NewsChannel 21's Kim Tobin spoke with a Bend attorney who has experience with wrongful death cases, about a Sandy family filing a lawsuit against Ski Bowl after their 17 year old daughter died in an accident.

BEND, Ore. -

Ten months after a Sandy teen died in a snowboarding accident on Mount Hood, her parents filed a lawsuit against the ski resort Wednesday, and a Bend attorney weighed in on the case for NewsChannel 21.

Last January, Taylur DeWolf, 17, died after hitting a tree at Ski Bowl. Her parents say they believe she would still be alive if she knew the dangers of the Dog Leg Trail.

The trail is listed listed as "blue" (intermediate), but DeWolf's parents say there is a steep drop off that led her to hit a tree and die, even though she was wearing a helmet.

"I think that ultimately, it will come down to the fact finders, a jury," said Bend attorney Andrew Mathers. "I believe it's a question of fact, and not a matter of law."

Mathers has worked several wrongful death cases in the past.
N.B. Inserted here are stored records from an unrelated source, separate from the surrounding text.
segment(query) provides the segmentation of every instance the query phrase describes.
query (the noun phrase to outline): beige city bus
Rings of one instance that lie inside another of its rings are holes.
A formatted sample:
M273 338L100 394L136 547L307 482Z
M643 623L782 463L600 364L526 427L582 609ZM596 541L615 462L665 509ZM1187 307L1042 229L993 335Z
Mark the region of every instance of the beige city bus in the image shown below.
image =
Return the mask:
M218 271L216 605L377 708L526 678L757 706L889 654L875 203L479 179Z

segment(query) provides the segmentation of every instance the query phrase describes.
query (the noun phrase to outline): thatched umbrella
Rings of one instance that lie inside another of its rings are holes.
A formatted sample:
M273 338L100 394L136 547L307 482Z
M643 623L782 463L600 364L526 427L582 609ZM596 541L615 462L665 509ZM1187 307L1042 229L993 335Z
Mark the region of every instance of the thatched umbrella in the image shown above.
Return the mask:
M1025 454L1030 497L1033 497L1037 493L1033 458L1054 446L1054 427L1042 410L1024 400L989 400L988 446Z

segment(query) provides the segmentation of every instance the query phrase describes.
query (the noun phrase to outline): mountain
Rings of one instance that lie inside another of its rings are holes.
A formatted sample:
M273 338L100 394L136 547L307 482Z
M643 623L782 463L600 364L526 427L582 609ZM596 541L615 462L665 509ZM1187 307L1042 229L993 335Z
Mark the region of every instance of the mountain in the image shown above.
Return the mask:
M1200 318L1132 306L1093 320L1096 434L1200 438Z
He said people who mark the trails and skiers who have ridden the trail in the past will most likely testify, if the case goes to trial.
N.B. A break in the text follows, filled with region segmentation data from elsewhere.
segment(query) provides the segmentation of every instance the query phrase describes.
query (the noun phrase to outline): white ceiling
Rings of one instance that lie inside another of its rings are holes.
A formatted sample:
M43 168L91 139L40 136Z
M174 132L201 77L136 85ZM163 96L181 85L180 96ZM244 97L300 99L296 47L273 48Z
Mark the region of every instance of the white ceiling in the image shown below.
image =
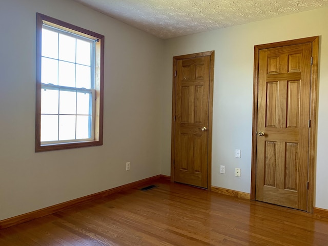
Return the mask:
M160 38L328 6L328 0L75 0Z

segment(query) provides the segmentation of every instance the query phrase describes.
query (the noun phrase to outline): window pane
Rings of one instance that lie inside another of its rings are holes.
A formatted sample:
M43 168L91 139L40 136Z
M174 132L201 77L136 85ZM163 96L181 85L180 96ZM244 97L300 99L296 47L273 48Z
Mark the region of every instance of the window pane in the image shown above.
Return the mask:
M75 139L75 115L59 115L59 140Z
M58 33L43 28L42 56L58 58Z
M41 83L58 85L58 61L42 57Z
M59 91L59 114L75 114L76 112L76 92Z
M90 129L91 125L91 117L85 115L76 116L76 139L90 138Z
M41 141L58 140L58 115L41 115Z
M58 114L58 90L42 89L41 113Z
M75 65L66 61L59 61L58 85L63 86L75 87Z
M90 67L76 65L76 85L78 88L90 89Z
M76 63L90 66L91 44L76 39Z
M91 100L92 94L77 93L77 114L91 114Z
M76 38L59 34L59 60L75 62Z

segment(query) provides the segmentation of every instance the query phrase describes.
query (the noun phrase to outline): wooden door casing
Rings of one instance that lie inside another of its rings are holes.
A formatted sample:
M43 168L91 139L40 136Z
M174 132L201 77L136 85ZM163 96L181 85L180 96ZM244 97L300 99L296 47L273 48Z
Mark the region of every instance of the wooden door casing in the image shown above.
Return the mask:
M213 63L213 51L173 58L171 181L209 189Z
M255 47L252 199L313 211L318 39Z

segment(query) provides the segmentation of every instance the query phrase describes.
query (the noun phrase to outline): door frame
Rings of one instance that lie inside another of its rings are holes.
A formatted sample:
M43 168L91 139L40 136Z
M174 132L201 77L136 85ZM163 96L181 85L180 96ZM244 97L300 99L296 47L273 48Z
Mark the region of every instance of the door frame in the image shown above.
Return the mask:
M208 171L207 190L210 191L212 184L212 135L213 127L213 85L214 78L214 51L196 53L188 55L173 57L173 69L172 70L172 133L171 144L171 181L174 181L174 162L175 148L175 109L176 104L176 73L178 60L200 57L210 56L210 89L209 94L209 127L208 142Z
M254 85L253 97L253 126L252 132L252 167L251 175L251 200L255 200L256 187L256 151L257 144L257 100L258 92L258 72L259 51L260 50L299 45L305 43L312 45L312 65L311 66L311 85L310 92L309 147L308 164L309 189L306 212L313 213L314 194L315 165L316 154L316 133L317 120L318 66L319 56L319 36L297 39L272 43L254 46ZM310 62L310 61L309 61Z

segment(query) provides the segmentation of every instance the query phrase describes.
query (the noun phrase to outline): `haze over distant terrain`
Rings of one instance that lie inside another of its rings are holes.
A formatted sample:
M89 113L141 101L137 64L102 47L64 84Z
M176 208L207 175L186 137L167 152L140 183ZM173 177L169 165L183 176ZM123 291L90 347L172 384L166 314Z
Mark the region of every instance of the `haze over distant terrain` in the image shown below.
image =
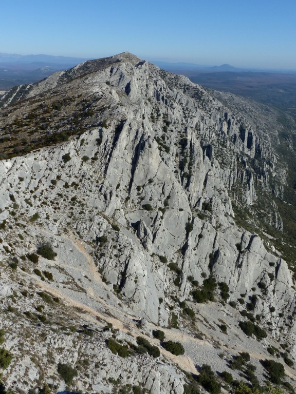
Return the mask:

Either way, the parents want details of the investigation that Ski Bowl completed.

"They ignored us," Harry DeWolf said. "We asked them as nice as we possibly could, without coming to this stuff. And they essentially told us, if you want that information, sue us."

Ski Bowl issued a statement Wednesday saying "...The documents requested by the DeWolf's attorney consisted of 48 categories of documents, potentially constituting thousands of pages, most of which were completely unrelated to the accident. It was not possible to respond to such broad requests."

Each skier who buys a lift ticket accepts that resort's liability agreement, essentially saying if anything happens to them, they cannot hold the resort responsible.

"You can understand the inherent risks of skiing because people get hurt skiing," Mathers said. "But on the other hand, there's a public policy against entering into a contract that does away with any liability due to their negligence."

DeWolf's parents are suing the resort for more than $500,000. The run has been listed as intermediate for decades, and Ski Bowl officials say no similar incident has ever happened there before.